Amber Johnson Care for people, Ethics, Strategy

This is the third in a four part series. For the previous entries (which featured the American Red Cross, Nestle, Vodafone, Motrin, and Chevrolet) please click here or here

In previous entries, we’ve explored how consumer use of Facebook and Twitter – often the ally of big corporate brands – can also be a source of headaches when the wrong message reaches the wrong audience. Often, what catches the consumer’s attention is a circumstance that is contrary to the image or values the product is usually expected to display.

That’s exactly what happened in the two examples below, from the fast food and travel industries. When consumer expectations aren’t met, and local staff aren’t responsive, isolated circumstances become public nightmares for strong brands. Here are two examples:

5. Fast Food Restaurants | Lesson 5: Don’t Make Mom Mad

Businesses of all sizes need to learn the lesson children master by age four: don’t make mom mad. The Mommy Blogger industry is one of the most vocal on the web, powered by a force of educated, passionate women who text, tweet, update, and blog with ferocity.

As in the Motrin case previously discussed, making mothers mad can have detrimental side effects. This became evident earlier this year when Erin Carr-Jordan, a New York resident and mother, crawled through a McDonald’s PlayPlace and found it to be filthy – not an intended outcome for an organization that places the customer experience at the top of their values. After several calls to the manager yielded no results, Carr-Jordan filmed the filth and posted it to YouTube.

Carr-Jordan, who is a mother of four and a developmental psychologist, has since engaged in a crusade to improve playground sanitation at McDonald’s and other fast food restaurants, citing Burger King and Chik Fil A specifically. Spokespeople from these fast food giants have shared their companies’ cleaning polices, and explain Carr-Jordan’s discoveries as anomalies.

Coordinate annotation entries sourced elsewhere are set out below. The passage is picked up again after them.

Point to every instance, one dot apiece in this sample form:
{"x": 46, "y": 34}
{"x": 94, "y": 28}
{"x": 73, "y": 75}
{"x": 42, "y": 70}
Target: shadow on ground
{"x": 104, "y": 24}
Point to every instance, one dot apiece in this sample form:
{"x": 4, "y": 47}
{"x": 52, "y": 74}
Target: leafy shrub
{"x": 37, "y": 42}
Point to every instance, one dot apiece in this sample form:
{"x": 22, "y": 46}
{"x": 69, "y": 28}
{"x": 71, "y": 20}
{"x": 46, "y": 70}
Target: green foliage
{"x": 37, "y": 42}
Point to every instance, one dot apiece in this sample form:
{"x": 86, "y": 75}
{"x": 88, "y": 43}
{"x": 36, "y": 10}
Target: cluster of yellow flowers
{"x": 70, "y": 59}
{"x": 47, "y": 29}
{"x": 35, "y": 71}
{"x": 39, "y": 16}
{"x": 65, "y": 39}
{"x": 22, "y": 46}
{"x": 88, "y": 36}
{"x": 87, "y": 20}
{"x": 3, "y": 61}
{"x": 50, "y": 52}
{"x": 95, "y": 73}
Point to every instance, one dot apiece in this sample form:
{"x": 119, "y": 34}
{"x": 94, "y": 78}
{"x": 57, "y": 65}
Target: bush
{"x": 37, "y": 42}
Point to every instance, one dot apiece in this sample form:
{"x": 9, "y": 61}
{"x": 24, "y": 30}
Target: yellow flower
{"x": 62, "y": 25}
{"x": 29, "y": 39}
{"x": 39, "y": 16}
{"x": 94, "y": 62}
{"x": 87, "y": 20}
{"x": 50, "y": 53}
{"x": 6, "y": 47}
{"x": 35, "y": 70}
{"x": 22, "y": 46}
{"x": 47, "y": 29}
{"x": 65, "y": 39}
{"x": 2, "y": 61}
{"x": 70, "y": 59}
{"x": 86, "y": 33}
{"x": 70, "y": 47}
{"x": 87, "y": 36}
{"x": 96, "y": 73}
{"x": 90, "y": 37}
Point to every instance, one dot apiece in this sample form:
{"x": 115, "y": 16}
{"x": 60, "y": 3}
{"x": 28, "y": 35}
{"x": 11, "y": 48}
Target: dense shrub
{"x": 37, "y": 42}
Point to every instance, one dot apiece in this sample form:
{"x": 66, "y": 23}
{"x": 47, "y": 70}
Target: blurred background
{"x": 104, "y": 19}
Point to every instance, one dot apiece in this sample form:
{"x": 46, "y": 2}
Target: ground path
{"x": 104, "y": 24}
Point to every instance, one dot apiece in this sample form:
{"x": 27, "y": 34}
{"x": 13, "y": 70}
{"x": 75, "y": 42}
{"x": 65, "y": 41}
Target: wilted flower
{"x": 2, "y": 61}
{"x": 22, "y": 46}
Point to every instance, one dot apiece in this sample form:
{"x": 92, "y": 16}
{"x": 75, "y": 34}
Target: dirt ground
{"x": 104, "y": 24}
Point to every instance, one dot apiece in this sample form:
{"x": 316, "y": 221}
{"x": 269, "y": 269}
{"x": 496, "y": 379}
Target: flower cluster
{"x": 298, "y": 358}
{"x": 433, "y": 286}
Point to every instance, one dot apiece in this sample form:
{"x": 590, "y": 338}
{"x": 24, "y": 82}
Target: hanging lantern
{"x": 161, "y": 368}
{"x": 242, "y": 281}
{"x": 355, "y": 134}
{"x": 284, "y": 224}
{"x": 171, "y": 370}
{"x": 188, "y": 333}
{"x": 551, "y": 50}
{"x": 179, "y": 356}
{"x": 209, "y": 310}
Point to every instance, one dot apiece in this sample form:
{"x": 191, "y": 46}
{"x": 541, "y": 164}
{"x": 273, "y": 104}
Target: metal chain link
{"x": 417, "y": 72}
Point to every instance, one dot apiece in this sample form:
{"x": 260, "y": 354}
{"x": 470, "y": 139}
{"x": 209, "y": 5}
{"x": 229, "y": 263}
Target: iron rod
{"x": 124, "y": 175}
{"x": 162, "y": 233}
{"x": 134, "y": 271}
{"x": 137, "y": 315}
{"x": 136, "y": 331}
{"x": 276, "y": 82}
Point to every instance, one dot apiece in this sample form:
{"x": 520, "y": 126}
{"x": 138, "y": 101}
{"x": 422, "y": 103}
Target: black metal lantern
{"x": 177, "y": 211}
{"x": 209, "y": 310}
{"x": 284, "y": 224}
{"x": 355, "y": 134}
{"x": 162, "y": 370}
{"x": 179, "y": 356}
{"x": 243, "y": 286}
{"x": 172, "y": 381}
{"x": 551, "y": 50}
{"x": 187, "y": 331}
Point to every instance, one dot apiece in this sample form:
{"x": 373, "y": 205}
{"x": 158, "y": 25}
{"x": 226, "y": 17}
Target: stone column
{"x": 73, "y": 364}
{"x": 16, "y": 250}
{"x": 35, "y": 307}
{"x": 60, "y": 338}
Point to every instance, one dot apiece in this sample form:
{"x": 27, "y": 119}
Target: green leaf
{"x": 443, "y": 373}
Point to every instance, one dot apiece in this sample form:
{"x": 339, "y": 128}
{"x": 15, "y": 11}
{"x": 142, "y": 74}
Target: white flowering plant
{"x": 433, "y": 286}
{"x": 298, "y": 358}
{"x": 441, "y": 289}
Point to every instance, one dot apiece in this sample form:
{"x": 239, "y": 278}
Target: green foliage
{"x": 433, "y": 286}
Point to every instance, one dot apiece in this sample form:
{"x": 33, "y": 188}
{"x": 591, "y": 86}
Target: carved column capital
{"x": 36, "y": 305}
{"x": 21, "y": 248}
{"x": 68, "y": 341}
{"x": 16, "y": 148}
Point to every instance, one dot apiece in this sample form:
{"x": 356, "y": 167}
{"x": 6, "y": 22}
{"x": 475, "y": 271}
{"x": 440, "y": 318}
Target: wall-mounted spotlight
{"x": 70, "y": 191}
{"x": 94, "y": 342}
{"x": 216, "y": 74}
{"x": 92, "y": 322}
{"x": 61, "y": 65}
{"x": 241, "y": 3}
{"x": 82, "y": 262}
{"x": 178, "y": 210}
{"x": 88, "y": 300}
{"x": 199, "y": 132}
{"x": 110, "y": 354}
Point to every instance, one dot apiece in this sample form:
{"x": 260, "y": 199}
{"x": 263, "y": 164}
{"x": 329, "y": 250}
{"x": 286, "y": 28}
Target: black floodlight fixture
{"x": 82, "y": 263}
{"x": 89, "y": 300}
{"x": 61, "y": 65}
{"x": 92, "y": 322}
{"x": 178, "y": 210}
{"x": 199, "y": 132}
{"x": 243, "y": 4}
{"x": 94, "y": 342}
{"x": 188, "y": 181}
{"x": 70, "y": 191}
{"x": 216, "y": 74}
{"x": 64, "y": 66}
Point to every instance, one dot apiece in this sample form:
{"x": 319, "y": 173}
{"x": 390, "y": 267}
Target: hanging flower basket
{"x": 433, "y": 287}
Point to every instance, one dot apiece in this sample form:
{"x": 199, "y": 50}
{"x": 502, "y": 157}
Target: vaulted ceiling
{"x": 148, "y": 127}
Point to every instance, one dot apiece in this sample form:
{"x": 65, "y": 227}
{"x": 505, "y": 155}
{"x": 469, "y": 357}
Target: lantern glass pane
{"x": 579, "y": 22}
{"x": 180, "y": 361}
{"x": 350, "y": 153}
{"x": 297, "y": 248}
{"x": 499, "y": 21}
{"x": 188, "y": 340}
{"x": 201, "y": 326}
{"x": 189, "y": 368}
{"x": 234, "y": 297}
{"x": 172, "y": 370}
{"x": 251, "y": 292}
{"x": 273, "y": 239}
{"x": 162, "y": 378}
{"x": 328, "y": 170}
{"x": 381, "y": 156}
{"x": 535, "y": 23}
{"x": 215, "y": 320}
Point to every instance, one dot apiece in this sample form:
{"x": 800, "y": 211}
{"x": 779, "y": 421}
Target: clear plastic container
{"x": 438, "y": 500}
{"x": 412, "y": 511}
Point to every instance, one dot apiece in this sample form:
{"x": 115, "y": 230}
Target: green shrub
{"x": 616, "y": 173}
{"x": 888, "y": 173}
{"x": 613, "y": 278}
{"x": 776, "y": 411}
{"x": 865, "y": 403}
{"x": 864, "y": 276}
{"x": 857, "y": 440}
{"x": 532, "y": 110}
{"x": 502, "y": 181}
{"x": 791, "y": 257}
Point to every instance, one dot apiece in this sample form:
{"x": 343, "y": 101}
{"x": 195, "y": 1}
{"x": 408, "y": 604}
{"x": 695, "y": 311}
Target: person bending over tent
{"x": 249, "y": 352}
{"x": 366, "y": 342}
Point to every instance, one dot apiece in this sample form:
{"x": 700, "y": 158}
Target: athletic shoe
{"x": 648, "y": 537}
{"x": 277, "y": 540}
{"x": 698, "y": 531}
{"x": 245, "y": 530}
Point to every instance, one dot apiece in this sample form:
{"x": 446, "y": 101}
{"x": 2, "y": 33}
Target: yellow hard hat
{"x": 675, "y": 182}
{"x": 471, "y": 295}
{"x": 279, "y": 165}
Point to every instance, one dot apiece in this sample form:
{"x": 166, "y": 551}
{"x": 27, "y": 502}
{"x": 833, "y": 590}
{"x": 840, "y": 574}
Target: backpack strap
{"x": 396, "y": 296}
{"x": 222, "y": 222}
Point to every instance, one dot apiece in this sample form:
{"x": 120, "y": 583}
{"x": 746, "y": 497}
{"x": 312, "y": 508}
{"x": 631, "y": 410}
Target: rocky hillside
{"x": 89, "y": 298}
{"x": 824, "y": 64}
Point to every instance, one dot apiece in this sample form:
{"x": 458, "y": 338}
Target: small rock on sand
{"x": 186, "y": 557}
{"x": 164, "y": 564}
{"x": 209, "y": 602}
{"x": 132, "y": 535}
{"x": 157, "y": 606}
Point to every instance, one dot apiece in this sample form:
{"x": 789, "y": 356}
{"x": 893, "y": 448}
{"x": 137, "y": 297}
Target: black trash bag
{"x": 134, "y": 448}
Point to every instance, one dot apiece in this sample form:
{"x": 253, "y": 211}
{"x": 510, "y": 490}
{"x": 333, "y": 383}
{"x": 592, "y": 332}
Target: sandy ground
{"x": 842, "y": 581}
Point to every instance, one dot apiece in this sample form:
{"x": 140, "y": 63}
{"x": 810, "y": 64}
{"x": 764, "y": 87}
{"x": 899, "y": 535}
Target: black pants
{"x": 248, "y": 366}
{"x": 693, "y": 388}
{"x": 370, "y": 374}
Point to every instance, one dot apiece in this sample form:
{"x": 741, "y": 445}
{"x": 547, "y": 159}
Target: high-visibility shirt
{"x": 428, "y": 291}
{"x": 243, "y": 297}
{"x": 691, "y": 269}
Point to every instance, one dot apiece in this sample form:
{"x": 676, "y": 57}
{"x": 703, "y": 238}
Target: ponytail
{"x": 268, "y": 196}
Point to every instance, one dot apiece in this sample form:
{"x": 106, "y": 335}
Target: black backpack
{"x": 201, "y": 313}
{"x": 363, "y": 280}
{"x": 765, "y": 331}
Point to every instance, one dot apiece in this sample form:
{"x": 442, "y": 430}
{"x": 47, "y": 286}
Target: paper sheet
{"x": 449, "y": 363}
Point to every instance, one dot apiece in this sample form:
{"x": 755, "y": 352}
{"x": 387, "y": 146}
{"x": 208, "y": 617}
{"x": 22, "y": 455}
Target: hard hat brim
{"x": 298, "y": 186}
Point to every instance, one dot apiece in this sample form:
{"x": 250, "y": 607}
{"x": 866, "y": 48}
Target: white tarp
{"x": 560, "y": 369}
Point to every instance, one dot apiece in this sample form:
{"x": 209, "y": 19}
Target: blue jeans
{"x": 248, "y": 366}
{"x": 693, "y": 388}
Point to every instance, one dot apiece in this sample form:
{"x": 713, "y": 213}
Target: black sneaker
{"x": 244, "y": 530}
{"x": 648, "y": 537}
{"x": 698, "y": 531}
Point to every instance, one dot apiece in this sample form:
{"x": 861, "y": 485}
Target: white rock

But comments from the PR department can’t prevent parents from forming an opinion on a restaurant’s sanitation. And parents vote with their dollars. In the age of social media, local restaurant staff need extra training on how to prevent a negative social media campaign by being responsive to customer concerns: especially when the topic is the safety of children.

Even so, you can’t always prevent videos and other messages about your company from going viral: you can choose how you respond. Fast food restaurants would do well to launch aggressive sanitation campaigns and engage mothers in evaluating the results.Where the safety of children is concerned, mobilize quickly to make real improvements, and get mother’s back on your side.

6. United Airlines | Lesson 6: Use Your Mistakes to Train Your Team

Here’s another example of how local staff can prevent a social media nightmare: When Canadian musician Dave Carroll’s $3500 Taylor guitar was broken during a United Airlines flight, he tried all the normal customer service channels in an attempt to receive compensation. When those failed, he wrote a song, United Breaks Guitars, and posted it to YouTube.

The song had over 150,000 views in one day, and went on to become one of the most viral videos of 2009. As of early this month, the country song with its catchy tune had been viewed over 11 million times.

United Airlines was understandably repentant, and made a formal apology and a $3000 donation to a music non-profit in Carroll’s name. Even better, they asked Carroll an important question: can we use your video to train our customer service employees? For his part, Carroll has turned his catchy tune into a career in customer service coaching. Learn more at this link.

Thanks to their thoughtful response, United flipped an unfortunate social media incident into a learning opportunity around a core value: hospitality.